Neues Einwanderungsgesetz Keine Papiere, keine Behandlung?
Frankreich debattiert über ein neues Einwanderungsgesetz. Nach Attentaten im Land steigt der Druck auf Innenminister Darmanin, den Gesetzentwurf zu verschärfen. Besonderer Streitpunkt: die staatliche Gesundheitsversorgung für Migranten.
Innenminister Gérald Darmanin jagt "Monsieur X". So jedenfalls heißen die Menschen in den Fallbeispielen, die Darmanin im großen Stil an die Presse verschickt hat. "Ich habe für alle Départements Informationen zusammengestellt, wie viele dieser Menschen wir mit meinem neuen Gesetz ausweisen könnten - die im Moment aber nicht abgeschoben werden können, weil das Gesetz es verbietet", so Darmanin am Freitag.

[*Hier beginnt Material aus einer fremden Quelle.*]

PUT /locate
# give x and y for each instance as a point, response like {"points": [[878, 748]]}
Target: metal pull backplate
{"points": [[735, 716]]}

Da war der Innenminister an der französisch-italienischen Grenze unterwegs, um für sein Gesetzesprojekt zu werben, für das er immer wieder ein Wort findet: fermeté - Entschiedenheit. Den Konservativen Les Républicains (LR) ist das geplante Gesetz aber nicht entschieden genug. Deren Parteichef Éric Ciotti hatte vergangene Woche betont: "Wir werden uns nicht zu Komplizen dieses politischen Versagens machen, eines Versagens mit Ansage."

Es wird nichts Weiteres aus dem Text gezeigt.